Among the earliest such routines were the A—series of compilers of which A-0 first ran in May 1952. The A-2 compiler, as it stands at the moment, commands a library of mathematical and logical subroutines of floating decimal operations. It has been successfully applied to many different mathematical problems. In some cases, it has produced finished, checked and debugged programs in three minutes. Some problems have taken as long as eighteen minutes to code. It is, however, limited by its library which is not as complete as it should be and by the fact that since it produces a program entirely in floating decimal, it is sometimes wasteful of computer time. However, mathematicians have been able rapidly to learn to use it. The elapsed time for problems— the programming time plus the running time - has been materially reduced. Improvements and techniques now known, derived from experience with the A—series, will make it possible to produce better compiling systems. Currently, under the direction of Dr. Herbert F. Mitchell, Jr., the BIOR compiler is being checked out. This is the pioneer - the first of the true data-processing compilers.
At present, the interpretive and compiling systems are as many and as different as were the computers five years ago. This is natural in the early stages of a development. It will be some time before anyone can say this is the way to produce automatic coding.
Even the pseudo-codes vary widely. For mathematical problems, Laning and Zeirler at MIT have modified a Flexowriter and the pseudo-code in which they state problems clings very closely to the usual mathematical notation. Faced with the problem of coding for ENIAC, EDVAC and/or ORDVAC, Dr. Gorn at Aberdeen has been developing a "universal code". A problem stated in this universal pseudo-code can then be presented to an executive routine pertaining to the particular computer to be used to produce coding for that computer. Of the Bureau of Standards, Dr. Wegstein in Washington and Dr. Huskey on the West Coast have developed techniques and codes for describing a flow chart to a compiler.
In each case, the effort has been three-fold:
1) to expand the computer's vocabulary in the direction required by its users.
2) to simplify the preparation of programs both in order to reduce the amount of information about a computer a user needed to learn, and to reduce the amount he needed to write.
3) to make it easy, to avoid mistakes, to check for them, and to detect them.
The ultimate pseudo-code is not yet in sight. There probably will be at least two in common use; one for the scientific, mathematical and engineering problems using a pseudo-code closely approximating mathematical symbolism; and a second, for the data-processing, commercial, business and accounting problems.
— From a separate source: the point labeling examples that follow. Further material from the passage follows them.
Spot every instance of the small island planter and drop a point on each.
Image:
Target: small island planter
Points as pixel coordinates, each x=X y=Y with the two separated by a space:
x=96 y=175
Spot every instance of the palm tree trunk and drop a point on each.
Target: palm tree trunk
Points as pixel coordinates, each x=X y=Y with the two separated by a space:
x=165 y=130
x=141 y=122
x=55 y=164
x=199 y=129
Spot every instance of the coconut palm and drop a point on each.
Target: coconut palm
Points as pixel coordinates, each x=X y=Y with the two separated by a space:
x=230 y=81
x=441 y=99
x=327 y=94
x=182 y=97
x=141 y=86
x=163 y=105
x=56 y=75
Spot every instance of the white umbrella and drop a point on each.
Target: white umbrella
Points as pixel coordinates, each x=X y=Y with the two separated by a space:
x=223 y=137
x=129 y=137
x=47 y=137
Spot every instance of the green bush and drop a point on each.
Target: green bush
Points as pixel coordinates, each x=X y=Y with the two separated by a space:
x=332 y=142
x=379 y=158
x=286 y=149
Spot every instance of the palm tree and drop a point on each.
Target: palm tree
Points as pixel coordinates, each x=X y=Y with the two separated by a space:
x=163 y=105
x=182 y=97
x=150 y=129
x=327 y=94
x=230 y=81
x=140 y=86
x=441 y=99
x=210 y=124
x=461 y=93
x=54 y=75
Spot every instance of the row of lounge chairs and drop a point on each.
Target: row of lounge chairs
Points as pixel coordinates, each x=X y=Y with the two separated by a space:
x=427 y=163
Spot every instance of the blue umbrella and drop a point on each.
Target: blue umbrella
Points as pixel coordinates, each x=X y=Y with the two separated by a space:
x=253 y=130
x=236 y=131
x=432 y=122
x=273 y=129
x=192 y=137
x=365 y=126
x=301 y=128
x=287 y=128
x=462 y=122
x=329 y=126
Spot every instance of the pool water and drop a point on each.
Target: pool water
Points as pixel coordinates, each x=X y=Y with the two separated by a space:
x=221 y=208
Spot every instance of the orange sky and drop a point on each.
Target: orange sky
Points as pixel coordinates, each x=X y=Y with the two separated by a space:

In all likelihood, the latter will approximate plain English.
The standardization of pseudo-code and corresponding subroutine is simple for mathematical problems. As a pseudo-code "sin x" is practical and suitable for "compute the sine of x", "PWT" is equally obvious for "compute Philadelphia Wage Tax", but very few commercial subroutines can be standardized in such a fashion. It seems likely that a pseudocode "gross-pay" will call for a different subroutine in every installation. In some cases, not even the vocabulary will be common since one computer will be producing pay checks and another maintaining an inventory.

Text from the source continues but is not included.